By Horacio de la Fuente, industry expert

Researcher Adam Redmer, from the Poznan University of Technology, Poznan, Poland, published an article online (by LogForum.net) regarding the fleet replacement problem. The article provides an up to date review on this issue. Here there are some of the key issues.

Fleets constitute the most important production means in transportation. Their appropriate management is crucial for all companies having transportation duties. The paper discusses ways of building replacement strategies for companies’ fleets of vehicles. It means deciding for how long to exploit particular vehicles in a fleet (the fleet replacement problem – FR). The essence of this problem lies in the minimization of vehicle / fleet exploitation costs by balancing ownership and utilization costs and taking into account budget limitations.

The solution shows that there exist optimal exploitation periods of particular vehicles in a fleet. However, combination of them gives a replacement plan for an entire fleet violating budget constraints. But it is possible to adjust individual age to replacement of particular vehicles to fulfill budget constraints without losing economical optimality of a developed replacement plan for an entire fleet.

The decision for how long to exploit particular vehicles in a fleet or when to dispose / replace them and by what type of a brand new or used vehicles, including selection of vehicles investment / acquisition option (e.g. to buy on cash, credit, lease or rent), is called a fleet replacement (FR) problem.
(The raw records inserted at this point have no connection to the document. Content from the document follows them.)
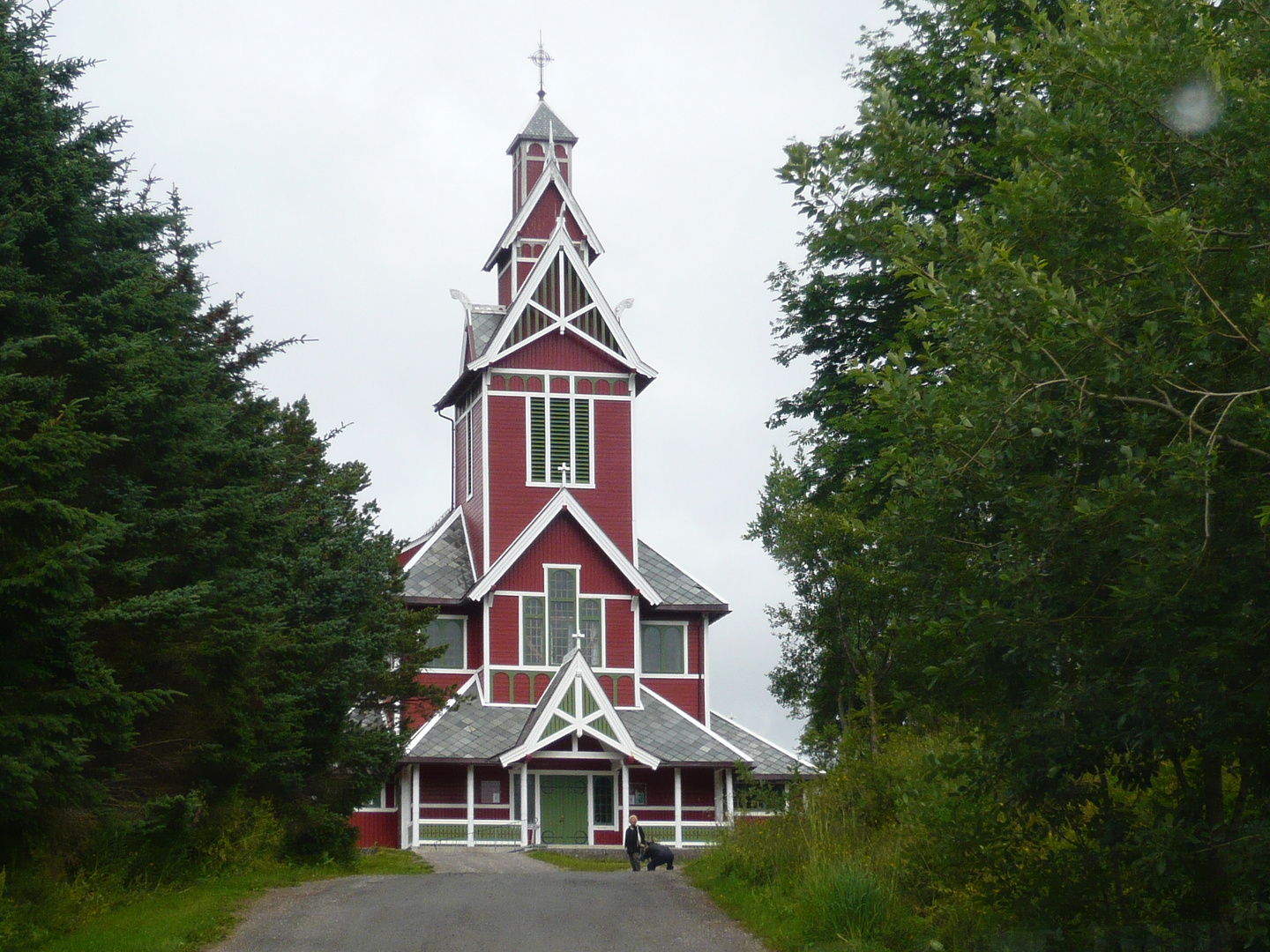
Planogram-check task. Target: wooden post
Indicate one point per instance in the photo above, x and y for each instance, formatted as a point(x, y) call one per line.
point(525, 802)
point(471, 805)
point(678, 809)
point(626, 798)
point(415, 805)
point(404, 838)
point(727, 777)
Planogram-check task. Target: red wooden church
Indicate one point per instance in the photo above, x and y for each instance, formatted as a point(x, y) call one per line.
point(579, 652)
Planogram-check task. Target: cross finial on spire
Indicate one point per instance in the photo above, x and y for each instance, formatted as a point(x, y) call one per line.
point(540, 57)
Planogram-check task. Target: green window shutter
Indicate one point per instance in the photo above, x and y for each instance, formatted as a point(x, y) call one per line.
point(537, 439)
point(582, 441)
point(559, 438)
point(534, 629)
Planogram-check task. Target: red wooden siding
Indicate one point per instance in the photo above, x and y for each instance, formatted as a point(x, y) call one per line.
point(475, 639)
point(625, 692)
point(502, 688)
point(504, 629)
point(684, 693)
point(565, 542)
point(562, 352)
point(513, 502)
point(473, 508)
point(376, 829)
point(619, 635)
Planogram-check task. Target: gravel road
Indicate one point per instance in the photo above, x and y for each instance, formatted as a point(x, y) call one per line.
point(517, 903)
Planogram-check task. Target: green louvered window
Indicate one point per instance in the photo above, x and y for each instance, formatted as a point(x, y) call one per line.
point(582, 441)
point(537, 439)
point(562, 466)
point(534, 629)
point(560, 438)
The FR problem can be considered on a level of single vehicles or on a level of entire fleets. It makes a significant difference in the way budget limitations are taken into account. When single vehicles are considered budget limitations can be skipped or they just simply can’t be taken into account since budgets are defined on a fleet level, not on a level of single vehicles. In contradiction, whereas entire fleets are considered budget limitations are crucial when developing replacement plans.
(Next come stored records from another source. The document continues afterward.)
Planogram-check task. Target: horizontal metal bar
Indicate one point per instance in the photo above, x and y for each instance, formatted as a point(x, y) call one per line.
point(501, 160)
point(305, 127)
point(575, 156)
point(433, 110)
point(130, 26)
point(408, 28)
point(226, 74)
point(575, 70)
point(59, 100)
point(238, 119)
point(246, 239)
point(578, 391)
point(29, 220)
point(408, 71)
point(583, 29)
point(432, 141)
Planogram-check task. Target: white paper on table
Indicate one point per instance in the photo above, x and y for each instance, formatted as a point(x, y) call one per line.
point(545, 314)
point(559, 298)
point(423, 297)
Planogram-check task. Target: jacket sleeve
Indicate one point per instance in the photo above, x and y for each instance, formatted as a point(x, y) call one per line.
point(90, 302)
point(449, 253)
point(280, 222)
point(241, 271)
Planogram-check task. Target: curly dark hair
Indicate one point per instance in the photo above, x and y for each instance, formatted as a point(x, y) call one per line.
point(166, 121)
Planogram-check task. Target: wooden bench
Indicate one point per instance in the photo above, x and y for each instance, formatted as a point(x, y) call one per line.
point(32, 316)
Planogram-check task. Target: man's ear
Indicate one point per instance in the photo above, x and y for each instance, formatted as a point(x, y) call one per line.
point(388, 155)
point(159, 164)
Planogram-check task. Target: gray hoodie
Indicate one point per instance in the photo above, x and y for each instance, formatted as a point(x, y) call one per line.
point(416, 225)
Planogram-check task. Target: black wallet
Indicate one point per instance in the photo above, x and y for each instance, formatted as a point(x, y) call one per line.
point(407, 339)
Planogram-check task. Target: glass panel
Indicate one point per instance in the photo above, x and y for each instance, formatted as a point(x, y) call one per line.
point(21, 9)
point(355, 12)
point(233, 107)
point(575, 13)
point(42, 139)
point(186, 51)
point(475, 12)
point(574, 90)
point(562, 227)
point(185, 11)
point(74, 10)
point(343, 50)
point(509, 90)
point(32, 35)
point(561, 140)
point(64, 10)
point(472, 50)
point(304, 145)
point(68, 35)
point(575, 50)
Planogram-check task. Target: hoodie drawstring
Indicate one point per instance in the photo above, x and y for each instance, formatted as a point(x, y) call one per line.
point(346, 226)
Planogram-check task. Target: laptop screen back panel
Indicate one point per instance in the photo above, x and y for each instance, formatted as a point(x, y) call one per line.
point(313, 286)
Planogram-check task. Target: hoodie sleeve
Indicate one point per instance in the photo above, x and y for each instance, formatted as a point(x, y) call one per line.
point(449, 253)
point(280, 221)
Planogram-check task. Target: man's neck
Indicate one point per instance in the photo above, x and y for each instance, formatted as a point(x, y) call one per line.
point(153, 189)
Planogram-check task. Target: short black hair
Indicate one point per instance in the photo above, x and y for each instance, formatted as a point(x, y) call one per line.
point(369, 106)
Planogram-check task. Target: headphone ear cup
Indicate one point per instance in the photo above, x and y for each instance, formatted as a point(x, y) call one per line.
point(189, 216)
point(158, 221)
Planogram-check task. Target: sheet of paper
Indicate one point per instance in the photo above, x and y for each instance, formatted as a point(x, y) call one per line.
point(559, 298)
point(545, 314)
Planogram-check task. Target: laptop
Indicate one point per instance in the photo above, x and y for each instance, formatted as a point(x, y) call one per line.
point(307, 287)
On a single vehicle level of considerations the essence of the FR problem is to exploit vehicles not too short and not too long. Too short exploitation periods result in high vehicle ownership costs, whereas too long exploitation periods result in high vehicle utilization costs. High ownership costs a caused by a steep decrease in a vehicles’ residual value (RV) in early years of their exploitation life. High utilization costs a caused by technical condition deterioration and increased downtimes associated with it.

Methods for solving the FR problem can be divided into the preventive and the failure based ones. But in the case of the preventive replacement methods it is necessary to define time to replacement, which is obvious in the case of the failure based methods since it is just a moment of a failure. There are two ways of defining that time (an exploitation period) when using the preventive based methods. They are: age-based replacement and group replacement. Considering vehicles, including trucks, the preventive age-based replacement methods can be applied. Instead of an age a cumulative utilization, e.g. mileage can be used as well.

Regardless if an age of a vehicle (an exploitation period) or a cumulative utilization (mileage) is used the general aim when planning replacement is to minimize overall exploitation costs, usually discounted ones. The general drawback of the existing solution methods for the FR problem is that they assume a constant utilization of equipment including vehicles, during its operational lifetime

Two different solutions of the problem have been found. The solutions named “optimal” and “smooth” one. The optimal solution means a replacement plan constructed based on the optimal age to replacement calculated separately for each one vehicle in the fleet. In this solution the budget constraint has been relaxed (skipped). The smooth solution means a replacement plan constructed based on the age to replacement calculated for particular vehicles in the fleet simultaneously (at the same time) trying to keep investment expenditures in a certain range (the budget).

Both solutions are very similar, equally good, when taking into account the average unit fleet exploitation costs they result in (less than 1% difference). Moreover, the average age to replacement is similar in both solutions as well. It is around 7 years of exploitation to the moment of replacement (based on the optimal solution 6.5 years and on the smooth one 7.1 years – precisely). The significant difference is when taking into account budget limitations and net fleet investments the both solutions result in within particular fiscal years.

The optimal solution from the budget limitations point of view is a significantly worse solution for the company operating analyzed fleet than the smooth one. The optimal solution results in the net fleet investments varying much from year to year. Moreover, this solution requires high expenditures in the first one fiscal year. On the contrary, the researcher highlight the smooth solution does not cause capital investment surges in time, requires small expenditures in the first three fiscal years and the expenditures in the further years are relatively flat.